I slipped my hand into the pocket of my jacket and fingered my switchblade. Ruby asked me one time why I didn’t carry pepper spray like a regular person. But my mom had always insisted I learned how to physically defend myself. She hadn’t expected me to jump at the chance to take a class on weapon training, but I had. So a switchblade was my weapon of choice, and I was never without it on my walk home from work. Whether this man wanted to rape me, rob me, or kill me, I was going to be prepared. And then I was getting the hell out of Mission.
He was drawing closer now, the air thick with him, and I struggled to breathe, to keep my wits about me. I would not be beat today.
Keep it together, Ten. I counted in my head, knowing he was gaining on me, that I wouldn’t be able to outrun him, no way. Not a man that size. Not when I was wearing heels.
Five. I closed my fingers around the handle of my blade. Four. I adjusted the grip. Three. I pressed the small button to flick out the blade. Two. I took a deep breath.
One.
I whirled around, crouching down while at the same time swiping the knife in an upward arc across my body.
I’d been right; he was there, inches behind me, and he reared back, narrowly avoiding the blade from slicing across his neck. In a fluid motion, I brought the blade back down and went for the gut, the vulnerable area between the sides of his unzipped jacket.
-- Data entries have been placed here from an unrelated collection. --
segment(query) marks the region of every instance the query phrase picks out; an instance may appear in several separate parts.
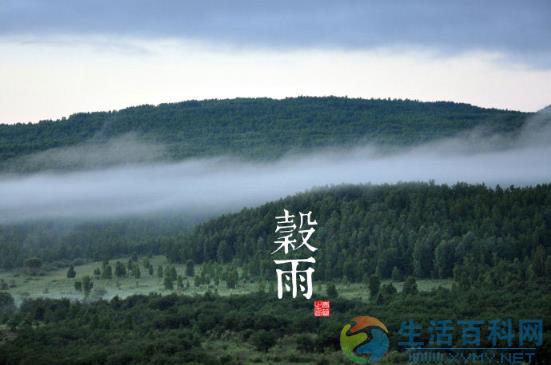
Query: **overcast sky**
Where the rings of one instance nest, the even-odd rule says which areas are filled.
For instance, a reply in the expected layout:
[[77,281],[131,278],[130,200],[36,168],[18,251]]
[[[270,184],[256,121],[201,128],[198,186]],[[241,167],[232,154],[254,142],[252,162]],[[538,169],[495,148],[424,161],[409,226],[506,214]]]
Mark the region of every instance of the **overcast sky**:
[[0,122],[348,95],[535,111],[551,2],[0,0]]

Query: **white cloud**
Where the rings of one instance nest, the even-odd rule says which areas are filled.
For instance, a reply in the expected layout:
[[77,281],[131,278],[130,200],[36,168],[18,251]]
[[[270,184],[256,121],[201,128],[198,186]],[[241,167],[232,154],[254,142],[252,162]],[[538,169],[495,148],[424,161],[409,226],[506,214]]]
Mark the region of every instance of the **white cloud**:
[[535,111],[551,102],[551,70],[499,54],[423,50],[230,48],[91,38],[0,42],[0,122],[185,99],[297,95],[451,100]]

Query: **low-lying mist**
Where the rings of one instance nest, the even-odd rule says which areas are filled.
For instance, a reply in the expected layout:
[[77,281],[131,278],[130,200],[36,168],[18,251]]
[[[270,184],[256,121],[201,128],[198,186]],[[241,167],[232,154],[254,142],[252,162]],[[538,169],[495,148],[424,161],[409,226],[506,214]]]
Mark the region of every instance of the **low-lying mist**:
[[[383,153],[374,146],[358,146],[288,155],[264,163],[222,156],[74,172],[3,175],[0,222],[95,220],[166,212],[210,215],[340,183],[548,183],[550,137],[550,124],[534,118],[512,142],[473,132],[392,153]],[[120,159],[121,151],[114,151],[118,155],[113,158]],[[85,154],[106,154],[105,149],[94,151],[89,146],[86,150],[73,147],[67,151],[69,155],[76,152],[81,155],[71,158],[79,161],[94,161],[94,157]],[[45,156],[48,154],[42,154],[40,159]],[[52,158],[62,156],[62,151],[52,154]]]

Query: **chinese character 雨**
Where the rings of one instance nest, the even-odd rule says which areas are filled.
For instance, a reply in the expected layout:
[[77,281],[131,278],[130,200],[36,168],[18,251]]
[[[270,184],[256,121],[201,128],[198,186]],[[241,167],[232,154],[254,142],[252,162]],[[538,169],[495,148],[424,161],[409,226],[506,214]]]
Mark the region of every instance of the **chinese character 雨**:
[[291,270],[276,269],[277,274],[277,297],[283,298],[284,292],[291,292],[292,297],[296,298],[298,290],[306,299],[312,297],[312,273],[314,268],[309,267],[306,270],[298,270],[300,263],[314,264],[316,260],[309,257],[304,260],[274,260],[276,265],[291,264]]

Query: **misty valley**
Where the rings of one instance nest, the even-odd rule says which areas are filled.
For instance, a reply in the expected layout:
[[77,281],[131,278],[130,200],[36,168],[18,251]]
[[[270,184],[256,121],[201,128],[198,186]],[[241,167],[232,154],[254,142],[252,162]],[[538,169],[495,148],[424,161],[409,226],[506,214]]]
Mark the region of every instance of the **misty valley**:
[[[362,314],[382,364],[412,318],[541,319],[548,364],[550,140],[549,107],[338,97],[0,125],[0,364],[345,364]],[[308,300],[276,295],[285,209],[318,223]]]

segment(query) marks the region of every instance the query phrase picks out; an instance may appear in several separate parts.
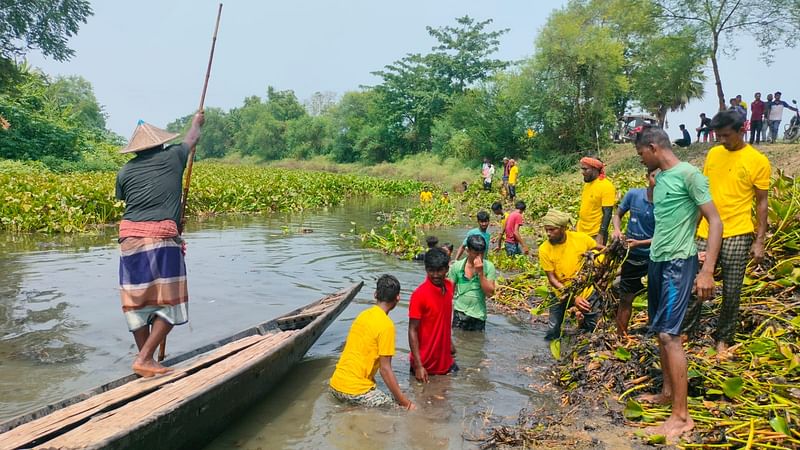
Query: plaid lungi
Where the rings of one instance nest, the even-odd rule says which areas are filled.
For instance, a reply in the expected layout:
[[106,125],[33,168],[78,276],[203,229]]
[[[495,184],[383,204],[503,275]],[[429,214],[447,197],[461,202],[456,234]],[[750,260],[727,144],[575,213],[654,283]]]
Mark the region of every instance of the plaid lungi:
[[[706,251],[708,241],[697,239],[697,251]],[[753,245],[753,234],[740,234],[722,239],[717,265],[722,268],[722,303],[719,308],[717,330],[714,340],[733,343],[736,325],[739,322],[739,300],[742,294],[742,282],[747,263],[750,261],[750,247]],[[689,309],[683,321],[683,331],[694,335],[700,325],[703,302],[692,296]]]
[[151,324],[156,316],[172,325],[189,321],[186,264],[176,238],[121,239],[119,287],[131,331]]

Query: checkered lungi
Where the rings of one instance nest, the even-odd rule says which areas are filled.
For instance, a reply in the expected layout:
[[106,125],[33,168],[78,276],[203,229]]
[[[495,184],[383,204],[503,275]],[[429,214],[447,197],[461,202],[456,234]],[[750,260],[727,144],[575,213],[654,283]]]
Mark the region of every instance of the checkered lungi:
[[335,399],[351,405],[366,406],[368,408],[388,408],[394,405],[394,399],[376,387],[361,395],[345,394],[334,388],[329,389]]
[[[704,252],[707,248],[705,239],[697,239],[697,250]],[[750,247],[753,245],[753,234],[741,234],[722,239],[717,265],[722,268],[722,304],[717,319],[717,331],[714,339],[717,342],[733,343],[736,325],[739,321],[739,300],[742,293],[742,282],[747,263],[750,261]],[[683,330],[692,335],[700,325],[703,302],[692,296],[689,309],[683,321]]]

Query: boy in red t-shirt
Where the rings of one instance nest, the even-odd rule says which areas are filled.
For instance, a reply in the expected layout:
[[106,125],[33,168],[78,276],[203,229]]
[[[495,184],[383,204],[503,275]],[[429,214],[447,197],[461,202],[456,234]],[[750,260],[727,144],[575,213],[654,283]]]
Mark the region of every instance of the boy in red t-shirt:
[[425,281],[411,294],[408,306],[408,346],[411,371],[427,383],[428,375],[458,370],[450,336],[453,315],[453,283],[447,279],[450,257],[440,248],[425,254]]
[[[521,254],[528,254],[528,247],[525,246],[525,243],[522,241],[522,236],[519,234],[519,227],[524,223],[524,219],[522,218],[522,213],[525,212],[525,202],[522,200],[517,201],[514,204],[516,208],[511,214],[508,215],[505,224],[505,231],[504,235],[506,237],[505,244],[506,244],[506,255],[508,256],[515,256]],[[500,244],[498,243],[498,248]]]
I didn’t even see his hand until his fingers closed around my wrist, squeezing my pressure point immediately, forcing me to drop my blade. With a frustrated yell, I reached behind me, slipped off my shoe, and tried to stab him in the face with my stiletto. But he knocked it out of my hand with ease, sending it flying into the street.
My heart beat a panicked rhythm and as he tugged me to his chest, I struggled to stay on my feet, to focus on getting away from him alive. I had one last defense, so I brought my knee up with a jerk to slam his groin.
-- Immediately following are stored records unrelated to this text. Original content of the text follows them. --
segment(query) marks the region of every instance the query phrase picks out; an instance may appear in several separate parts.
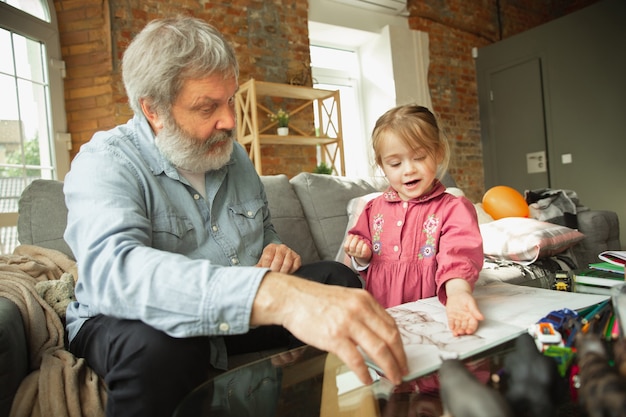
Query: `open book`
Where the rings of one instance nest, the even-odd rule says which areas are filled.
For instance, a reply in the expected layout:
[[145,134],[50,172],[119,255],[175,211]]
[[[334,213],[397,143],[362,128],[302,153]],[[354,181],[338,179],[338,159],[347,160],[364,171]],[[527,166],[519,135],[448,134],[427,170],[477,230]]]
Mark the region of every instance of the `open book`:
[[[512,340],[551,311],[578,310],[608,298],[505,283],[476,287],[474,296],[485,320],[473,335],[452,335],[445,307],[437,297],[387,309],[398,323],[408,357],[405,381],[436,371],[443,359],[465,359]],[[366,360],[380,372],[375,363]]]
[[623,269],[626,265],[626,250],[607,250],[600,253],[600,255],[598,255],[598,258],[600,258],[604,262],[609,262],[613,265],[621,266]]

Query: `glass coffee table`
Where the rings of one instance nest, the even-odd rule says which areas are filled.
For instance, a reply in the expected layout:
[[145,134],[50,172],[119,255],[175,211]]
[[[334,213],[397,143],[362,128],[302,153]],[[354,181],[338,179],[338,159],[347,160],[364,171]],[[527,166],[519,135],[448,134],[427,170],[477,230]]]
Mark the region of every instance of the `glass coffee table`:
[[[495,387],[493,376],[513,351],[514,341],[510,341],[464,362],[478,380]],[[207,381],[181,402],[174,417],[443,415],[437,372],[395,387],[385,378],[373,376],[373,384],[362,385],[337,356],[304,346]],[[565,388],[565,378],[560,383]],[[584,414],[569,401],[560,404],[556,414],[579,415]]]

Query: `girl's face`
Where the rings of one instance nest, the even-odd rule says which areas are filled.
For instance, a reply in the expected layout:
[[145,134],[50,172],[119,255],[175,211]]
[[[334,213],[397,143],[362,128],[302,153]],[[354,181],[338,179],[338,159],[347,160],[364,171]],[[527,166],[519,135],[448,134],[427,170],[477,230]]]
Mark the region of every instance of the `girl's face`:
[[426,150],[417,152],[393,132],[385,134],[380,143],[381,168],[402,200],[411,200],[428,193],[437,176],[437,161]]

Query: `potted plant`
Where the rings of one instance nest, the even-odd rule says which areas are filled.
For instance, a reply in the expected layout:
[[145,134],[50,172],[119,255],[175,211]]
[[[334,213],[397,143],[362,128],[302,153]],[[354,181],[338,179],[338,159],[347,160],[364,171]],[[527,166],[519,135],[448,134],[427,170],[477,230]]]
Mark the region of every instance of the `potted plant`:
[[322,161],[315,167],[313,173],[331,175],[333,173],[333,167]]
[[280,136],[289,134],[289,113],[284,109],[278,109],[276,113],[270,113],[269,118],[272,122],[278,123],[277,133]]

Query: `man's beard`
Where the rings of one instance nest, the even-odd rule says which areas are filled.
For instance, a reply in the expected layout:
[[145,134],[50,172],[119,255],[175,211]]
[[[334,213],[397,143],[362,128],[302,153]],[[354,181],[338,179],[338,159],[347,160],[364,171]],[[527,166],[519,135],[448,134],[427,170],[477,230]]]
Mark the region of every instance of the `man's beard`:
[[169,117],[154,143],[161,154],[176,168],[203,173],[222,168],[230,161],[235,140],[234,130],[220,130],[199,140],[185,132]]

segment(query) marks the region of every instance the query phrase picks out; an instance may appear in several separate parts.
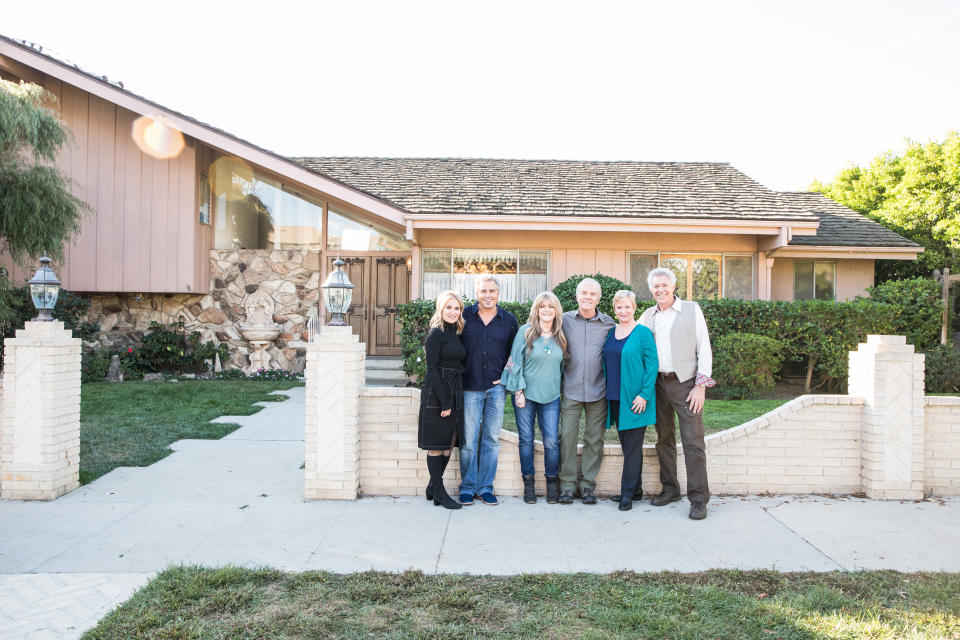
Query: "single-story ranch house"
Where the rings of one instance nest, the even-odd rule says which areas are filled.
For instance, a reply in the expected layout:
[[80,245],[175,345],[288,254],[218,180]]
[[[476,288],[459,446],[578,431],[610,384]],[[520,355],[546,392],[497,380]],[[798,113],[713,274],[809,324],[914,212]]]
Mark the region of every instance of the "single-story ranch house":
[[[922,251],[725,163],[286,158],[5,37],[0,77],[44,86],[73,132],[59,164],[93,213],[57,271],[92,300],[107,344],[181,318],[245,366],[238,326],[263,292],[282,325],[275,364],[302,368],[338,255],[354,331],[368,354],[395,355],[397,305],[472,294],[485,271],[506,300],[593,272],[643,291],[656,265],[688,298],[846,300],[873,284],[874,260]],[[5,264],[17,283],[35,268]]]

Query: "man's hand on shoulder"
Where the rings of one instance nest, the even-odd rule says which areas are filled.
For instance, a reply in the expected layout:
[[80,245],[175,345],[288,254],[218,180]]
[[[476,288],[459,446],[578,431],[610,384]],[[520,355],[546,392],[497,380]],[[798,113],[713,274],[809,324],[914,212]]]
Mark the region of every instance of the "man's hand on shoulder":
[[690,393],[687,394],[687,408],[693,413],[703,411],[703,403],[707,397],[707,388],[702,385],[695,385]]

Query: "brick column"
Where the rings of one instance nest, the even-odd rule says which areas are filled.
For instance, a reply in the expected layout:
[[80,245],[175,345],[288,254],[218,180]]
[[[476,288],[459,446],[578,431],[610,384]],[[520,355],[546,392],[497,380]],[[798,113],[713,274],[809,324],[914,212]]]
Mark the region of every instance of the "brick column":
[[28,322],[4,341],[0,496],[53,500],[80,486],[80,339]]
[[849,394],[862,397],[860,461],[869,498],[923,497],[924,356],[903,336],[867,336],[850,352]]
[[325,326],[307,345],[306,500],[357,497],[365,351],[350,327]]

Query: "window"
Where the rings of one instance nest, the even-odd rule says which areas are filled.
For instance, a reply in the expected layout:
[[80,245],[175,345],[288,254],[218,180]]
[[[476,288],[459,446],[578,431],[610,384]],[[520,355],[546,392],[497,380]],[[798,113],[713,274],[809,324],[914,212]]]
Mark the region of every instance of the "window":
[[547,290],[549,252],[516,249],[424,249],[422,297],[429,300],[445,289],[464,298],[476,295],[475,283],[481,273],[490,273],[500,282],[500,300],[533,300]]
[[210,178],[200,174],[197,185],[197,200],[200,203],[198,220],[200,224],[210,224],[210,209],[213,206],[213,192],[210,190]]
[[677,276],[677,295],[704,298],[753,299],[752,255],[698,255],[677,253],[629,254],[630,286],[640,299],[651,299],[647,274],[657,265]]
[[723,297],[753,299],[753,256],[723,256]]
[[687,300],[720,297],[720,256],[660,256],[660,265],[677,276],[676,293]]
[[657,268],[658,259],[655,253],[630,254],[630,286],[638,300],[653,300],[653,294],[647,286],[647,274]]
[[327,249],[337,251],[409,251],[399,233],[330,207],[327,210]]
[[215,249],[320,249],[323,204],[280,182],[243,171],[218,184]]
[[823,260],[793,261],[794,300],[836,300],[837,263]]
I didn’t get anywhere near my target, because he was no longer in front of me, and in the next second I was airborne, His arms wrapped around me from behind, and my legs dangled uselessly as he crushed my back to his chest. I tried to fling my head back to head-butt him, but his monstrous height and my shortness rendered that move ineffective.
My last resort, the only thing I had left, which would get me nowhere in this part of town, was to scream.
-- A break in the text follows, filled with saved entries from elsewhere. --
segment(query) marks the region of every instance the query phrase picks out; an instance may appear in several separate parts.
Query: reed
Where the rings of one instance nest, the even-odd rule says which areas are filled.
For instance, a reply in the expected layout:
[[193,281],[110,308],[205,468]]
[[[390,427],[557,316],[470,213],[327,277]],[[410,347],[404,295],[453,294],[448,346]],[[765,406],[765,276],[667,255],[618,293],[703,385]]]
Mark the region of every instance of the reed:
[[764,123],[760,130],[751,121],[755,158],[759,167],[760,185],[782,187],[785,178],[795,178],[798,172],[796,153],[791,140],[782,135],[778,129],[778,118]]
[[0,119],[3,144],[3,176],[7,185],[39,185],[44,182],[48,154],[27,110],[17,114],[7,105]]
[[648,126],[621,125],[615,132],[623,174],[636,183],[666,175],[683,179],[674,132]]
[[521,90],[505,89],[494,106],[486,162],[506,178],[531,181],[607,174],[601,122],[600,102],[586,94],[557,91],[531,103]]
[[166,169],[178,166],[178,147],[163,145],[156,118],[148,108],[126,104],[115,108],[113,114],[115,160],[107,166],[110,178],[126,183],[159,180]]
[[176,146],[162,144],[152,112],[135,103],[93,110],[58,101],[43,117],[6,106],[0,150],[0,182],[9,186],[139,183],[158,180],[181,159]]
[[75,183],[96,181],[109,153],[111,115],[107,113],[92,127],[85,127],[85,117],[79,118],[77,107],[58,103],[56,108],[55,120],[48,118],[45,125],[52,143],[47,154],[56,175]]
So I did. I screamed my lungs out and flailed like a wild animal. He muttered, his voice a deep rumble along my spine, “I’m sorry to do this, Tendra,” before passing his wrist in front of my face.
I inhaled something sweet, sickly sweet. “What the . . .” The last word didn’t come. My lips and tongue wouldn’t move. My vision darkened at the edges, and the last thing I remembered was fingers brushing my hair off my forehead before everything went black.